J’ai repensé à ce propos kafkaïen en méditant sur l’obligation désormais faite aux écrivains et aux artistes du programme « La culture à l’école » de montrer patte blanche avant d’entrer dans les institutions d’enseignement. Selon un avis publié par la Commission scolaire de Montréal, tout individu, contractuel inclus, œuvrant auprès d’élèves mineurs ou se trouvant en contact régulier avec eux devra fournir avant embauche un document de vérification de ses antécédents judiciaires, en s’adressant exclusivement à l’une des quatre firmes retenues par la Commission, et ce au coût de 80 $. Il s’agirait, conformément au souhait du gouvernement du Québec, d’établir « si le demandeur [en l’occurrence, l’écrivain ou l’artiste invité] aurait été condamné ou mis en accusation pour une infraction criminelle ou pénale, de [vérifier] également s’il a déjà fait preuve d’un comportement faisant craindre pour la sécurité physique ou morale des personnes sous sa responsabilité ».

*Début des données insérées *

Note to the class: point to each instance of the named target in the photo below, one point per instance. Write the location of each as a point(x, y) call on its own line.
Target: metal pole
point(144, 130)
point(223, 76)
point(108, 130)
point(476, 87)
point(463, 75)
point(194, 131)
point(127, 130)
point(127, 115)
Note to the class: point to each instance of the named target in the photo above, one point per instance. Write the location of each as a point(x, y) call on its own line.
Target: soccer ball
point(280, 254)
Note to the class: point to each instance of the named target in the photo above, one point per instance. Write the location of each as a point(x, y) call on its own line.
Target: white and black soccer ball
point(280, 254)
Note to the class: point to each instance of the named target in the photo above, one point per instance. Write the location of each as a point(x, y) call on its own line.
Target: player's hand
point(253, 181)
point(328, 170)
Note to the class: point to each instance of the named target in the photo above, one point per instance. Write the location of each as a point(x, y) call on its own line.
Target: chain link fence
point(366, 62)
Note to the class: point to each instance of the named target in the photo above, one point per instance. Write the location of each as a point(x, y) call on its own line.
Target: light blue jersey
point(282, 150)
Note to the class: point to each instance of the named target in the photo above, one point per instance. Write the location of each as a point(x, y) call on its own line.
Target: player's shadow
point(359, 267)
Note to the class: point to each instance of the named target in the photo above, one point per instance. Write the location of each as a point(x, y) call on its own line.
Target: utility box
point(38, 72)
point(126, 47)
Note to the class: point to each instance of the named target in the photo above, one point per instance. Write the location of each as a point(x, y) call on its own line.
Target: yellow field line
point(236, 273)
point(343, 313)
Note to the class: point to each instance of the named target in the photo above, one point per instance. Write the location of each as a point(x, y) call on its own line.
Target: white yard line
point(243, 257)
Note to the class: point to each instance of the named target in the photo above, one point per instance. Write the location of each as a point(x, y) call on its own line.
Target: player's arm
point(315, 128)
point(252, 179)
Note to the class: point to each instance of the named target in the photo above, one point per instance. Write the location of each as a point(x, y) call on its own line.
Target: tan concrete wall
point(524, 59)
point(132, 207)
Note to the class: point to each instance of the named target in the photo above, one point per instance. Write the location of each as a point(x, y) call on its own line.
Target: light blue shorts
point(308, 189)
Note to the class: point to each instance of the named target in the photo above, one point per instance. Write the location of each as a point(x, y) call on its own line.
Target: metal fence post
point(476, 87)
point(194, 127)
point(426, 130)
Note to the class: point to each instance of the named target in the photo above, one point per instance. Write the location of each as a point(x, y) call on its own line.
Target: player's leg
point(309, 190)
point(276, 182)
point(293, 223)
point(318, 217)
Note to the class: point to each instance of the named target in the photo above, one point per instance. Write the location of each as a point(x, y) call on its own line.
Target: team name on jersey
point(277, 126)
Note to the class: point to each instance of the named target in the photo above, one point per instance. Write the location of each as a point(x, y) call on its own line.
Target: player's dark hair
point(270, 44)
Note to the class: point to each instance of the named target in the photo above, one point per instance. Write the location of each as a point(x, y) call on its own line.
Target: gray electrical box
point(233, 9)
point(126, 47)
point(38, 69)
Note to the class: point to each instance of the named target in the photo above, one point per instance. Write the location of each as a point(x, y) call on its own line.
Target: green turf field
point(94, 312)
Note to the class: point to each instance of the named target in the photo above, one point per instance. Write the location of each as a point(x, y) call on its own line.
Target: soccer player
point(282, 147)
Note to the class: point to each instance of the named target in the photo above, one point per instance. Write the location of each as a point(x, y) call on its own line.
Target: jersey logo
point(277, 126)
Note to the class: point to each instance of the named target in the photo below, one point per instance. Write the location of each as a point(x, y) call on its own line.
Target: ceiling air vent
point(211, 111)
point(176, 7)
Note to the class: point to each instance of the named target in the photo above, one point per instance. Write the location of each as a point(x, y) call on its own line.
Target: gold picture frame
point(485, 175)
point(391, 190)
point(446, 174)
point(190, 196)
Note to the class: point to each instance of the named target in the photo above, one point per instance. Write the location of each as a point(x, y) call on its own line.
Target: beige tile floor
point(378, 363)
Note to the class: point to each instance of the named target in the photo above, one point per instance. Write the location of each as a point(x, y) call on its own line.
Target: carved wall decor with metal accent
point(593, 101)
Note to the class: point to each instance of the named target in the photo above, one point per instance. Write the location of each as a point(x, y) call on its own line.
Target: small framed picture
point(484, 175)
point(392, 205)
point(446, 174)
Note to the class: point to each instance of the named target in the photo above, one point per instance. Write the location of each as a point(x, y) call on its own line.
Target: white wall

Soyons clairs : nous parlons de présentations d’une durée d’environ une heure, au cours desquelles les écrivains et les artistes ne sont jamais laissés seuls avec les jeunes, puisque au moins un professeur titulaire est tenu d’y assister.

Alors que redoute-t-on au juste?

Certes, nul n’est contre la vertu. Nous sommes pleinement conscients de la nécessité de protéger nos enfants contre les prédateurs sexuels en cette ère où la pédophilie passe, dans certains cercles, pour l’expression du nec plus ultra de la sensibilité esthétique. Il nous apparaît cependant inacceptable, dans notre système judiciaire qui repose sur la présomption d’innocence, que l’on contraigne des individus à prouver qu’ils ne sont pas coupables de crimes dont on n’ose les accuser formellement.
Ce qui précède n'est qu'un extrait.